Consider a situation where a SMSF has entered an LRBA to acquire a real property and the value of that property falls significantly. Imagine if the LVR was high, as many were before the new “safe harbour” provisions and the lending banks were encouraged by the RBA and the Government to tighten up on lending in these arrangements by limiting the loan to a lower LVR (that is more equity contribution by the borrowing SMSF). Further imagine that the Fund lacked asset diversity with the property being its only asset.

The property spruiker probably sold the arrangement as being ideal for the trustees’ retirement planning. They will enter retirement with their SMSF changing from accumulation to pension phase with no tax being applied to the rental income from the fund’s property (and no tax deductibility for the interest on the borrowings) and no CGT when the property is eventually sold. Property, they were told, is a solid gold investment and the value of the fund’s property will rise consistently throughout the members’ retirement.   

POP! – the bubble bursts.

The market value of the fund’s only asset goes down, or worse, the tenant vacates and the property is not relet for some considerable time and at a much lower rental. Contributions cannot be made by the fund’s members because they have retired, are over 70 years old and are not working. 

The fund cannot provide them with their pension income. Repayments towards the LRBA cannot be made. The lending bank enforces its rights under the arrangement and forces the sale of the property below its cost value. The fund now has no assets to contribute towards the members’ retirement income. The bank succeeds in enforcing the personal guarantees given by the fund’s trustees. They must seek other means to pay the bank for the shortfall on the sale of the fund’s property under the LRBA. If they have no other avenue to meet the bank’s request, they are in deep financial trouble. If only they had planned an exit strategy!

Are we likely to see situations like this coming because of a decline in property prices?

Absolutely.

As auditors, we are already seeing stress caused by the significant reduction in investment property values resulting from the end of the mining boom and apartments being purchased off plan where the completed values are less than the contracted costs.

The real problem occurs when the income stream from the rental of the property ceases.

What lessons can be learnt?

The provisions of SIS are designed to accumulate and safeguard superannuation savings to the extent possible.

We must ensure that the basic requirements of SIS apply to all superannuation funds, including SMSFs.
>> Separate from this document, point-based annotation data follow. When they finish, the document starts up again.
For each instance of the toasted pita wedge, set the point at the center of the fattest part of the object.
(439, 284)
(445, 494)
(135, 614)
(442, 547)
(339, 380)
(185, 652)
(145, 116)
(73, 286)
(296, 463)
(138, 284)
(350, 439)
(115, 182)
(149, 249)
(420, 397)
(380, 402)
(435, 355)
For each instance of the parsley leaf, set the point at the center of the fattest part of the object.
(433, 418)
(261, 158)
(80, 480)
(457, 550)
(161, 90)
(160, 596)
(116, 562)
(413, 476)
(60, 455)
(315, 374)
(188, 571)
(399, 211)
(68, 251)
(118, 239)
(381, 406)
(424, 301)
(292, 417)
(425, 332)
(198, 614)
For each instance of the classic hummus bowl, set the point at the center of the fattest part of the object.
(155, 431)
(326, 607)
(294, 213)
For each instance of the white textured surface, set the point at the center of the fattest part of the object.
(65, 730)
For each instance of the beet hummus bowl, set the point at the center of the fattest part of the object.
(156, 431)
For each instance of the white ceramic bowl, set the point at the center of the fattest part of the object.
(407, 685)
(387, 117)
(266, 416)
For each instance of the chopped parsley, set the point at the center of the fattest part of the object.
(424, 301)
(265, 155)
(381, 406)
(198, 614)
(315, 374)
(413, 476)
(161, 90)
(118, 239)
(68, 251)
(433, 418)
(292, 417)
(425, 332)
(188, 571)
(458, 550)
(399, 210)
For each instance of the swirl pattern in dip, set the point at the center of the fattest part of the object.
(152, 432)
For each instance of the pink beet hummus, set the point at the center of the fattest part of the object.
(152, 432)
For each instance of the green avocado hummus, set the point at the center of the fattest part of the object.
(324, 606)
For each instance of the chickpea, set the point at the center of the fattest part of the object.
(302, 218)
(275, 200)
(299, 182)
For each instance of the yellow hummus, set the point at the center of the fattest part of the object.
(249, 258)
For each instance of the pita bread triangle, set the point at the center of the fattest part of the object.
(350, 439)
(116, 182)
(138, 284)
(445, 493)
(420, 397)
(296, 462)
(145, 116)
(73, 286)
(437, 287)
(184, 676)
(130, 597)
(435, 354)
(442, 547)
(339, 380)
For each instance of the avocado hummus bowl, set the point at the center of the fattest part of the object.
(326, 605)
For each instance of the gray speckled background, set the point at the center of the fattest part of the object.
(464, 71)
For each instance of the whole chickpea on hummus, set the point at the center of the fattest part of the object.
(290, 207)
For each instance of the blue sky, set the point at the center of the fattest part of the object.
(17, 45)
  • The conduct of a superannuation fund is for the sole purpose of the provision of retirement benefits.
  • The trustees must establish and comply with an investment strategy which considers, amongst other things such as insurance, asset diversity (which can also include the members’ assets outside of superannuation), sufficient liquidity to ensure that the Fund can afford to pay for its liabilities, including meeting its pension and LRBA liabilities as well as pay members’ other benefits when they fall due.
  • Detailed documentation regarding all arrangements must be permanently maintained.

Sound planning should also consider an exit strategy, particularly if the fund’s trustees, after having considered asset diversity, elect to be satisfied with a single asset purchased via an LRBA. The exit strategy considers what steps to take should things go wrong. What if the asset value declines? What do we do if the rental income stops and we cannot contribute to the fund to enable its liabilities to be met? What assets and financial abilities do we have outside the superannuation fund?

We superannuation auditors must always maintain a healthy scepticism in all aspects of our audit responsibilities. This scepticism must extend towards investments such as those enabled by an LRBA, even though we are not investment advisers to the Fund or required to comment whether the Fund’s investments are good or bad.

We must measure the conduct of the fund, within the context of our audit, against the requirements of SISA and SISR and advise the trustees of any breaches or potential breaches.

We can, however, alert our trustee clients to the fact that, if things look to be turning ugly, they may consider seeking qualified professional advice.